The Accokeek Foundation (est. 1957) developed out of several existing organizations with similar visions and purposes. Chiefly, these organizations consisted of the Moyaone Company, the Piscataway Company, and the Alice Ferguson Foundation.

Initially, the Moyaone Reserve (est. 1945) developed to create a community in Southern Prince George’s County, MD in which the residents would commit to the preservation of the land. To accomplish this, the members of the Moyaone Reserve developed the Moyaone Company to purchase portions of property as they came to market. The Piscataway Company was then created to carry out the land sales operations within the framework of the Moyaone Company. The Moyaone Company continued to manage the community needs of Moyaone Reserve, while the Piscataway Company handled the real estate ventures.

The Alice Ferguson Foundation (est. 1954) developed as a result of a bequest of the founding members of the Moyaone Reserve, Henry G. and Alice Ferguson. The Fergusons left property and funds to the Moyaone Company to establish the Alice Ferguson Foundation. The Foundation continues to focus their efforts on education and ecology, farming traditions, Native American history, and the cultural history of Southern Maryland.

In the 1950s, Southern Prince George’s County began to face rapid development as the Washington, D.C. population began to spread to the surrounding suburbs; this growth threatened the vast rural acreage of the region. To protect the community and the local ecology, the Moyaone Company, and Piscataway Company, and the Alice Ferguson Foundation banded together in 1954. With the assistance of Frances Payne Bolton, former Ohio Congresswoman, the three aforementioned organizations developed the Accokeek Foundation, which was chartered in 1957, and incorporated in 1963. The first Board of Trustees met in April of 1957 and appointed the Presidents of the Alice Ferguson Foundation and the Moyaone Company to the Board of the Accokeek Foundation to help coordinate the activities of those organizations.

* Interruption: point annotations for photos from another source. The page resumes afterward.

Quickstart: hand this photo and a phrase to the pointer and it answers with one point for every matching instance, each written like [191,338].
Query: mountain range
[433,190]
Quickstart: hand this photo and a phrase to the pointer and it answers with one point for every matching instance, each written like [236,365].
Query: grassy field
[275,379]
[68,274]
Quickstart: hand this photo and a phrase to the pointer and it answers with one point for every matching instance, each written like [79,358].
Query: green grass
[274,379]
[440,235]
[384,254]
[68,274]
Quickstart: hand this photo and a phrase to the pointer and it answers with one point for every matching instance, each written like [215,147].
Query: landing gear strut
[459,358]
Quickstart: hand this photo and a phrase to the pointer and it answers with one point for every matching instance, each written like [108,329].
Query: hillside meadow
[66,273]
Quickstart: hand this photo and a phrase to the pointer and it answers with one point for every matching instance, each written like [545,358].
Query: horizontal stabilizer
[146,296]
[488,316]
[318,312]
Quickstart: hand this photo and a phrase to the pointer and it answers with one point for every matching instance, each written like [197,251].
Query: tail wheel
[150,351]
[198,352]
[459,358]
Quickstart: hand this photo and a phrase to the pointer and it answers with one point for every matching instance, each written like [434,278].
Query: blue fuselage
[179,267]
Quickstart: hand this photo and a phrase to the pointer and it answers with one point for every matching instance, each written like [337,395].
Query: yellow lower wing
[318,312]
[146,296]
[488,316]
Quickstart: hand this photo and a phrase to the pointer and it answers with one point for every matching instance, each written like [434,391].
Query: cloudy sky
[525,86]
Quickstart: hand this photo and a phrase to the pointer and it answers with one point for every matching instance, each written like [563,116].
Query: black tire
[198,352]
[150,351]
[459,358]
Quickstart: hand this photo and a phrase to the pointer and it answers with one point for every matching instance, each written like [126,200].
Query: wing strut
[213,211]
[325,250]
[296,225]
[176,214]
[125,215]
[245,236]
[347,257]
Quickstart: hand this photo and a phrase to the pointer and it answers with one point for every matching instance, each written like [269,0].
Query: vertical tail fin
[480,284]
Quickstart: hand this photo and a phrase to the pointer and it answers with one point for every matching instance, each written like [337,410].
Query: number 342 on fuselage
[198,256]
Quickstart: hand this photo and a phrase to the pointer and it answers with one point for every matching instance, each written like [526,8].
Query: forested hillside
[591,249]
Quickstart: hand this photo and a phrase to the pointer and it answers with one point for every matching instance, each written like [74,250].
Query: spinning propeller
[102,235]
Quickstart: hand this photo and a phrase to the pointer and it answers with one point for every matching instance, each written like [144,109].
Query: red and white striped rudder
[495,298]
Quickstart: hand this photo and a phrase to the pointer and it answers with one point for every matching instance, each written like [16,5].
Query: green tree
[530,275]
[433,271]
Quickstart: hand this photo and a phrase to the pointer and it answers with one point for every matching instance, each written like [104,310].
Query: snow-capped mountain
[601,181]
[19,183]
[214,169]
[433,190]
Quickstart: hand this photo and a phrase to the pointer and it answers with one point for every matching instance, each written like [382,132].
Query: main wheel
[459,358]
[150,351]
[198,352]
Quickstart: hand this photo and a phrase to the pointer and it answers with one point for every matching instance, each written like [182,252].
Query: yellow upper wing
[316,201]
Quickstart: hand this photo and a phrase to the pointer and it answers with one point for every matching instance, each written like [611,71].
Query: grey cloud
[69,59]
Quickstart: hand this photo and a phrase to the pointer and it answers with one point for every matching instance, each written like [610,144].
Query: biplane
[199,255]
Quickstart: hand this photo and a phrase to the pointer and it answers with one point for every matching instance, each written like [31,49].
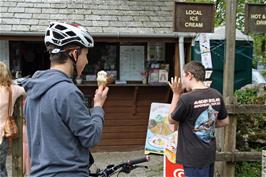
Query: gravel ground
[102,159]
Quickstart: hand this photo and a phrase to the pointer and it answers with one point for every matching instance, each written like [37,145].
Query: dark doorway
[27,57]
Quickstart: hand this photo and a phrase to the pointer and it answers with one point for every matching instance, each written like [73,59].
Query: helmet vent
[71,33]
[88,39]
[57,35]
[60,27]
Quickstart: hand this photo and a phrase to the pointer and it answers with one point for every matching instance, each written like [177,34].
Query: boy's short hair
[196,69]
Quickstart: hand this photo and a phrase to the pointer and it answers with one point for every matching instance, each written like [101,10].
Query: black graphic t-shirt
[197,112]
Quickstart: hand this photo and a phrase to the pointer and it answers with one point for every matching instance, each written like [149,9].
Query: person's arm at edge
[175,99]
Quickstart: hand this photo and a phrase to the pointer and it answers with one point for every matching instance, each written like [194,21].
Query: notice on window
[131,63]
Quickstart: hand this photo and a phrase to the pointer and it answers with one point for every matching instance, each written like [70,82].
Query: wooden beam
[17,148]
[177,61]
[238,156]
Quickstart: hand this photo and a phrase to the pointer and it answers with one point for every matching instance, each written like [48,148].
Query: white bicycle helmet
[61,34]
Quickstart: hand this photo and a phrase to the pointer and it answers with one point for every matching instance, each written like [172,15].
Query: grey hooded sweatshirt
[60,127]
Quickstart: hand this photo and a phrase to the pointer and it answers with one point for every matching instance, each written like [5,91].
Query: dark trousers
[3,156]
[199,172]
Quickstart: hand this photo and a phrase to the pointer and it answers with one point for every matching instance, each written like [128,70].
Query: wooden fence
[228,154]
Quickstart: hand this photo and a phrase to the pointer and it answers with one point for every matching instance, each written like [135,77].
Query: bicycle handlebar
[125,167]
[140,160]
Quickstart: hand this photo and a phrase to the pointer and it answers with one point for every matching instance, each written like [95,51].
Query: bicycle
[125,167]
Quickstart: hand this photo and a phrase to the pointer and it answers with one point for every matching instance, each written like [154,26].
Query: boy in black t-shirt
[198,112]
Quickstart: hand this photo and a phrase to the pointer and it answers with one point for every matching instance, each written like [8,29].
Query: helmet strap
[75,72]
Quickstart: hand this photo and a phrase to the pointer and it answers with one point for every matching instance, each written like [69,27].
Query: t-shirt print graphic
[205,125]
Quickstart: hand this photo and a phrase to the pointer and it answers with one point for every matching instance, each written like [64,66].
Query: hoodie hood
[42,81]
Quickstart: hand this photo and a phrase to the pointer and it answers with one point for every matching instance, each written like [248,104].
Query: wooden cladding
[126,115]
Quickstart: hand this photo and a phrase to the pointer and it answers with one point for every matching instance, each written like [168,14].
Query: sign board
[158,128]
[194,17]
[255,18]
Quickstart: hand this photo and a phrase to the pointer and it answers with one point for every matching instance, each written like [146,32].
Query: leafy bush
[251,133]
[248,169]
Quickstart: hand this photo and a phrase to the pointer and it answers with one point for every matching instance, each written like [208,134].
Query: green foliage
[248,169]
[249,96]
[250,132]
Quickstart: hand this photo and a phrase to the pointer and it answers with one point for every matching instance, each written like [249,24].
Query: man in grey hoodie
[60,127]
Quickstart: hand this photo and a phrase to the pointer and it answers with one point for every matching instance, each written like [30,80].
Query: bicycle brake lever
[140,166]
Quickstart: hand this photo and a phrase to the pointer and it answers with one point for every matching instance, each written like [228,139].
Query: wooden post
[228,81]
[17,148]
[177,61]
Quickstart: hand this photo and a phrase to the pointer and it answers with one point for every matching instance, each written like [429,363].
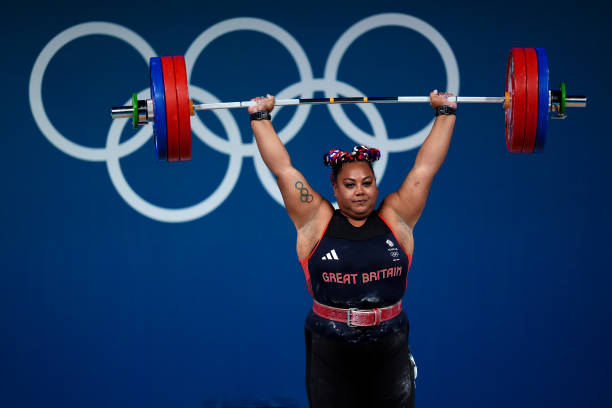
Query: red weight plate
[516,83]
[171,109]
[182,95]
[531,110]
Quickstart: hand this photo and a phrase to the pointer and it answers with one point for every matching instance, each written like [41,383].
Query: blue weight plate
[160,132]
[543,107]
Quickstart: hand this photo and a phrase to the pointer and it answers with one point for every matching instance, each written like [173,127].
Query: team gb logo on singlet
[393,251]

The Foundation’s initial purpose was to protect the view from Mount Vernon, George Washington’s childhood home, across the Potomac River to the Maryland shore. It now stewards 200 acres of land within Piscataway National Park, Accokeek, MD, as National Colonial Farm. This farm serves as a living history museum of Maryland farm life during the colonial era. The Accokeek Foundation is also involved in scenic easement projects, educational programming, and Potomac clean-up efforts.